While working long physically demanding schedules I am forced to eat the moment I feel the slightest twinge of hunger in order to keep my strength up. This helps with my weight problem seeing as this year I was able to reach an amazing 160 lbs by Christmas (I had worked for a long four month stretch, 14 hours a day and 7 days a week, with only one week off in that time) I felt the best I ever have and I had a great appetite and suffered none of the nauseating hunger I have today.

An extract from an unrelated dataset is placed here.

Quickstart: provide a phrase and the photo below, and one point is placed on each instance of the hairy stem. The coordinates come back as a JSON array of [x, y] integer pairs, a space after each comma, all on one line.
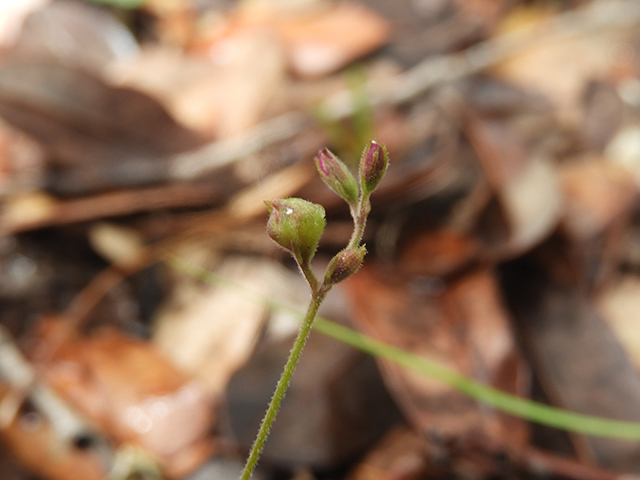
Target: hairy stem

I was eating a banana the moment I woke up to keep the hunger at bay (for some reason I find bananas are the only food my body will allow me to eat immediately after I wake up), then for lunch I'd eat 2 three cheese pizza pops (high calories), a protein bar (35grams) then supper was usually a can of Campbell's Chunky soup mixed with a can of Stagg Chili (both with beef since most other meats make me nauseous), finally after work I would eat a cheese bagel heavily coated in Philadelphia Cream Cheese (the original high fat kind). This diet was a constant. The only variation would be the odd pizza and for awhile I was drinking two breakfast replacement drinks (one after lunch and one after dinner).
At Christmas I had 2 weeks off and the down time ruined me. I was stuck in my parents house with no transportation and they usually don't keep much food around. When I returned to work my appetite had diminished greatly and, while I continued eating to keep up strength, I was only eating about half as much as I had before Christmas break. I lost only a little weight though over the next three months and held around 150lbs on average until Summer break.
I had a really financially stressful spring, I was not doing physical labor, and I ended up returning to 125lbs after two months off work. I seem unable to balance healthy eating and healthy lifestyle. If I stay working hard a physical jobs I have appetite and learned this year that I can gain weight. The only problem is I am not social, I hate doing things outside at home cause I feel like I'm being watched by neighbors, I don't participate in anything outside the house because I suffer great anxiety in social situations, only work seems capable of getting me out of the house and letting me feel confident enough to interact with others. Unfortunately though since I can only function anxiety free and keep a healthy appetite at work I end up suffering from depression because I never see the people I love. I'm a mess.
I guess I'm not really sure why I'm posting here or how it may help, but it's been a long battle and, while I've spoken to others about some of the different conditions separately, I've never told anyone all the conditions at once. I don't want to suffer forever, and suicide isn't an option for me... so I'll just press on I suppose till I figure a way to balance my body and mind.
Any diagnosis/suggestions would be welcome. My anxiety and stubbornness makes it hard for me to go to a doctor, besides I don't think he'd suggest much that I haven't already had time to figure out... and since it is broader than just physical, I'd probably just get passed along to a head doctor.